BJP looking to wipe off stigma of 'Black December' Wednesday, December 28 2005 14:04 Hrs (IST) - World Time -
Mumbai:
Will the Bharatiya Janata Party (BJP), stung by a series of sting operations, be able to wipe off the stigma of a 'Black December' for the saffron parivar during the National Convention of the party, which began here today (Dec 28,2005).
This has become a major question as the party unveils its plans for the future at its silver jubilee celebrations beginning today, a day after party organising secretary Sanjay
Joshi resigned in the wake of what has come to be known as the CD scandal.
Joshi, who as Organizing Secretary was deputed by the Rashtriya Swayamsevak Sangh (RSS) to BJP resigned after an audio cassette and later a VCD reportedly showing him apparently in a compromising position with a woman threatened to generate a fresh controversy.
The BJP, however, has officially been maintaining that Joshi, to whom L K Advani had submitted his resignation as the party chief in the middle of the year after the Jinnah
controversy, has been a victim of disinformation and has stepped down for the time being till the inquiry is over and he is exonerated.

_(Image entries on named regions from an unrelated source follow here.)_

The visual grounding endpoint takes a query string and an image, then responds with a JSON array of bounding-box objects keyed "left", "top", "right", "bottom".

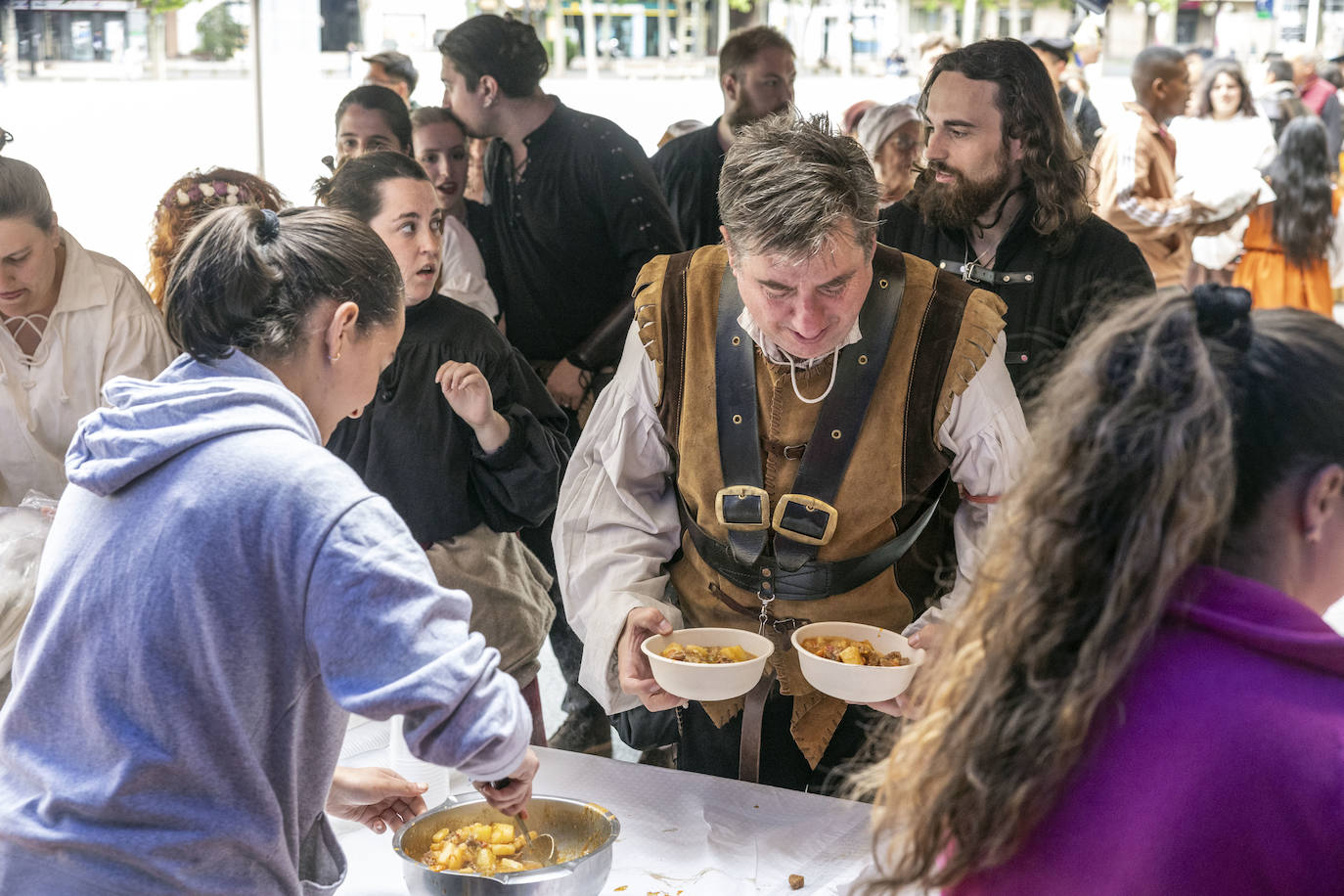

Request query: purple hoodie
[
  {"left": 0, "top": 352, "right": 532, "bottom": 896},
  {"left": 948, "top": 567, "right": 1344, "bottom": 896}
]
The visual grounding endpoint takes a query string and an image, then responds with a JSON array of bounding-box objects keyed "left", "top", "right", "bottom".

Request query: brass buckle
[
  {"left": 714, "top": 485, "right": 770, "bottom": 532},
  {"left": 770, "top": 493, "right": 840, "bottom": 547}
]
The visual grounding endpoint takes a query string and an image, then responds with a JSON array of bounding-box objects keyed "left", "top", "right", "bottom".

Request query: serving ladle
[{"left": 491, "top": 778, "right": 555, "bottom": 865}]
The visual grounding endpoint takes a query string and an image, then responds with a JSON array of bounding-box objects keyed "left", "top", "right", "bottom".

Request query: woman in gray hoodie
[{"left": 0, "top": 206, "right": 536, "bottom": 896}]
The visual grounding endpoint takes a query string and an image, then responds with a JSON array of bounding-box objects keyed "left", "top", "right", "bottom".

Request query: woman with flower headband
[
  {"left": 145, "top": 168, "right": 288, "bottom": 307},
  {"left": 0, "top": 141, "right": 177, "bottom": 507},
  {"left": 859, "top": 284, "right": 1344, "bottom": 896}
]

The saffron party, which came into being in this metropolis 25 years ago with Atal Bihari Vajpayee as its Chief, has always projected itself as a 'party with an difference,' a claim which helped it to cobble an anti-Congress alliance to form a coalition at the Center in
1998. Its first go at the power at the Centre in 1996 lasted for only 13 days.
Joshi's resignation has come at the worst possible time for the BJP which has been smarting under the expulsion of six of its MPs from Parliament in the wake of the 'cash for query'scam exposed in a sting operation earlier this month.
BJP received another shock with another sting operation on the MPLAD scheme project allocation.
Advani, in his presidential address, asserted "We have to reverse the distressing descent of some members into the disreputable and corrupt Congress culture. Admittedly their
numbers are miniscule. But unless we resolve to stop this tendency altogether we will lost our proud claim to being a party with a difference."